SYNTHESE DE JURISPRUDENCE

 

England and Wales High Court of Justice (Chancery Division) – 21 mai 2013 – « Interflora c/ Mark & Spencer ».  

 

« Google Adwords » est un service de référencement payant proposé par Google, permettant aux acteurs économiques de publier une annonce accompagnée d’un lien vers un site Internet lorsque l’utilisateur du moteur de recherche tape un ou plusieurs termes préalablement définis. Ce service est la principale source de revenus du géant d’Internet.   

 

Une affaire en lien avec ce système de référencement a opposé la société Interflora, mondialement connue dans le domaine de la livraison de fleurs, à la société Mark & Spencer proposant notamment des services concurrents à ceux d’Interflora.  

 

La société Mark & Spencer avait « acheté », via le service Google Adwords, les termes et expressions « INTERFLORA », « INTERFLORA FLOWERS », « INTERFLORA DELIVERY » et « INTERFLORA.COM » afin d’y associer une annonce relative à ses propres services de livraison de fleurs.   

 

La société Interflora, titulaire de la marque INTERFLORA déposée notamment au Royaume-Uni et en Union Européenne, avait alors assigné son concurrent en contrefaçon devant la High Court of Justice, en 2009, laquelle avait posé une série de questions préjudicielles à la Cour de Justice de l’Union Européenne (CJUE).  

 

Dans sa décision C-323/09 du 22 septembre 2011, la CJUE était alors invitée à déterminer si l’utilisation de la marque d’une société par un tiers, dans le cadre d’un système de référencement par mots-clés, portait atteinte aux fonctions de la marque, à savoir ses fonctions d’indication d’origine, de publicité et d’investissement. 

 

Sur la fonction d’indication d’origine, la CJUE a estimé qu’il y avait atteinte « lorsque l’annonce ne permet pas ou permet seulement difficilement à l’internaute normalement informé et raisonnablement attentif de savoir si les produits ou les services visés par l’annonce proviennent du titulaire de la marque ou d’une entreprise économiquement liée à celui-ci ou, au contraire, d’un tiers ». 

 

Elle a également exclu une éventuelle atteinte à la fonction de publicité de la marque en énonçant que « la sélection d’un signe identique à une marque d’autrui dans le cadre d’un service de référencement (…) n’a, par ailleurs, pas pour effet de priver le titulaire de cette marque de la possibilité d’utiliser efficacement sa marque pour informer et persuader les consommateurs ». 

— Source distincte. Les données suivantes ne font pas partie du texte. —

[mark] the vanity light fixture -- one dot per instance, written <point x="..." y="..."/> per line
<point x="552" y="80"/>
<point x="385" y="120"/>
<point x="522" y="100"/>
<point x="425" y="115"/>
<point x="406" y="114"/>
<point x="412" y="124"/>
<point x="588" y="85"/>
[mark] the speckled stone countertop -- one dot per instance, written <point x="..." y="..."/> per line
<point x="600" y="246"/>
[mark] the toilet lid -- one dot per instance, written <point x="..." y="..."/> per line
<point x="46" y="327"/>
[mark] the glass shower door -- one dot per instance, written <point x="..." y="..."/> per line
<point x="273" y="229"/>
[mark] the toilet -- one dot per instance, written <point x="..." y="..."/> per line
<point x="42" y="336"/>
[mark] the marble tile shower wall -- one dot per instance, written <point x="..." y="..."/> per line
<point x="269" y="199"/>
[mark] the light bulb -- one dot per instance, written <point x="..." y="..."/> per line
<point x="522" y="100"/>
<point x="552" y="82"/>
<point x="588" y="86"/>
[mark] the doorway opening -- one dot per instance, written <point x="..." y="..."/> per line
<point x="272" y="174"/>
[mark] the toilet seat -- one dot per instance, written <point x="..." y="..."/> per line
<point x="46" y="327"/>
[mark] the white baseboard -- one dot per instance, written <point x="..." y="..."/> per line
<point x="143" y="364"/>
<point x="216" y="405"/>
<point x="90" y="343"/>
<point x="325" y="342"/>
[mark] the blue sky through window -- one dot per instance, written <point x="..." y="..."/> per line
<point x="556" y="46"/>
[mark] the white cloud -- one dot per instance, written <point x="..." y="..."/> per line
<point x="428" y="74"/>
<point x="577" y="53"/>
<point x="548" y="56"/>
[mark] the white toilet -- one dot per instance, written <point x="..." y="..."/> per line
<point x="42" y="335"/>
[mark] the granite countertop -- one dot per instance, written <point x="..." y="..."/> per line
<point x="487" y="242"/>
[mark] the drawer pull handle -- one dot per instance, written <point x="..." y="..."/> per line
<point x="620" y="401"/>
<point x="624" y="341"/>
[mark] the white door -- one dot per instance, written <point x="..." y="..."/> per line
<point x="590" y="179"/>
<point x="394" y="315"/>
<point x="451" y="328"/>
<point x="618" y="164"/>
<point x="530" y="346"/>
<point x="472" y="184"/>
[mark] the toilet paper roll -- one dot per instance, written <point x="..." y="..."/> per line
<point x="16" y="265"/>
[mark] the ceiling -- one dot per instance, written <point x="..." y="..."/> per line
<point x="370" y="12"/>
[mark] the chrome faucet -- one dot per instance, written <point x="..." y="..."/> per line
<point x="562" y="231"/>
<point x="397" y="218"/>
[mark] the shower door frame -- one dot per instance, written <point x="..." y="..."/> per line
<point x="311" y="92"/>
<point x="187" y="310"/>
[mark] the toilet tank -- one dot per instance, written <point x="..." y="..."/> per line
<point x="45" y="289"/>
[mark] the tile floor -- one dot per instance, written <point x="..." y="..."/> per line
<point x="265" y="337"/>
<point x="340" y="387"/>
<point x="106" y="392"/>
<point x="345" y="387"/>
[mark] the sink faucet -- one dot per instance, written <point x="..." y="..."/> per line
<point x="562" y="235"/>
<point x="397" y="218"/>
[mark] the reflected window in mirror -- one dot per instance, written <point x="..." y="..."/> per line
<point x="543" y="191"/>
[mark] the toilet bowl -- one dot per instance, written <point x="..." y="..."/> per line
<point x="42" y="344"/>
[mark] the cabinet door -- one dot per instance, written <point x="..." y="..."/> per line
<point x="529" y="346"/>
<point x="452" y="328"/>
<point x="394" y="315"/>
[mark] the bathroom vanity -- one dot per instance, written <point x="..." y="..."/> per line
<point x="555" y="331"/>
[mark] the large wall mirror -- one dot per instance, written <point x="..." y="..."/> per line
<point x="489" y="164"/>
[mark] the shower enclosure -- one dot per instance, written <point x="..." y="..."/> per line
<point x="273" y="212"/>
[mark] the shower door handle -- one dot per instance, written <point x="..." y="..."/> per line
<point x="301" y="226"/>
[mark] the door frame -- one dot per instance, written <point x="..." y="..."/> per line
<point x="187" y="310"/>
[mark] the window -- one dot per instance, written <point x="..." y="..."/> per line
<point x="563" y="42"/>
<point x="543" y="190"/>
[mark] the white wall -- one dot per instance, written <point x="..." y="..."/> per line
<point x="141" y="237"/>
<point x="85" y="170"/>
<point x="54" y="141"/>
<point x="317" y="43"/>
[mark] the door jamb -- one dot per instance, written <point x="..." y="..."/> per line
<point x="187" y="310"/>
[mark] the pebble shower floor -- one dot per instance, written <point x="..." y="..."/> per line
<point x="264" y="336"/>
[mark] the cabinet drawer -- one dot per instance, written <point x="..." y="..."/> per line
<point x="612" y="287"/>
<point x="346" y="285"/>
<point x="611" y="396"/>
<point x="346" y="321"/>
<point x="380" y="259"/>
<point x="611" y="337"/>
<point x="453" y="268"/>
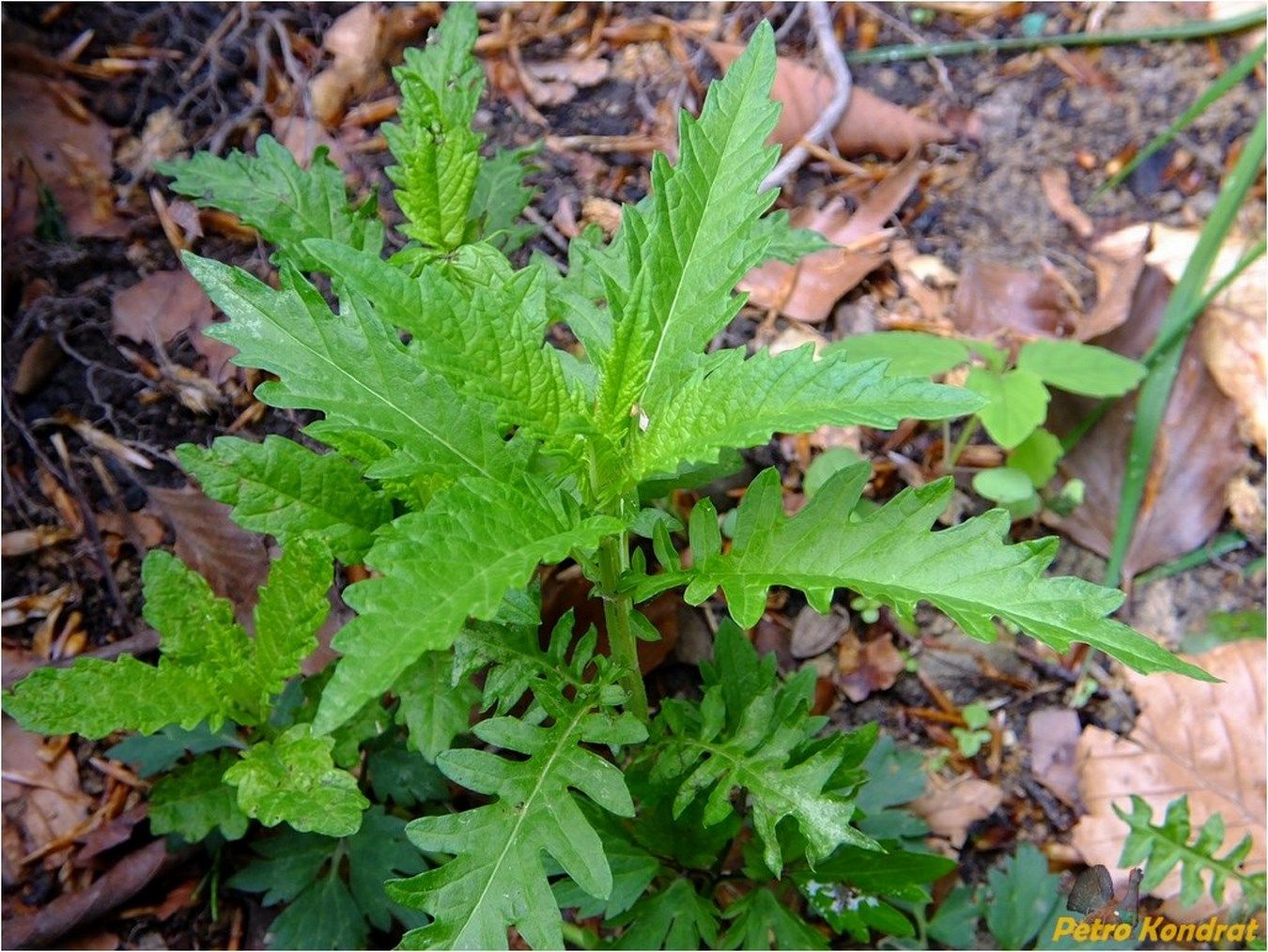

Néanmoins, en prenant en considération l’importante réputation de la société Interflora, la CJUE a considéré que la fonction d’investissement de sa marque sera altérée dans la mesure où « l’usage par le tiers (…) affecte cette réputation et met ainsi en péril le maintien de celle-ci », en précisant qu’une atteinte n’est pas caractérisée si l’usage ne fait qu’obliger le titulaire de la marque à adapter ses efforts et stratégies pour obtenir et maintenir cette réputation.  

 

Suite aux réponses apportées parla CJUE, la High Court of Justice a rendu son jugement le 21 mai 2013.  

La High Court of Justice a décidé que les agissements de la société Mark & Spencer portaient atteinte à la fonction d’indication d’origine de la marque INTERFLORA, au motif que l’internaute, raisonnablement renseigné ou attentif, ne sera pas en mesure de déterminer, ou tout du moins déterminera avec difficulté, si les services proposés dans les annonces publicitaires en cause sont originaires du titulaire de la marque INTERFLORA, d’une société économiquement liée, ou d’une société tierce.  

 

Cette décision s’explique notamment par le fait que la société Interflora octroie des licences d’exploitations de sa marque à de nombreux distributeurs et que la société Mark & Spencer n’avait, à aucun moment dans son annonce, informé les Internautes de son indépendance vis-à-vis du réseau Interflora, de sorte qu’ils pouvaient penser que Mark & Spencer était liée à Interflora.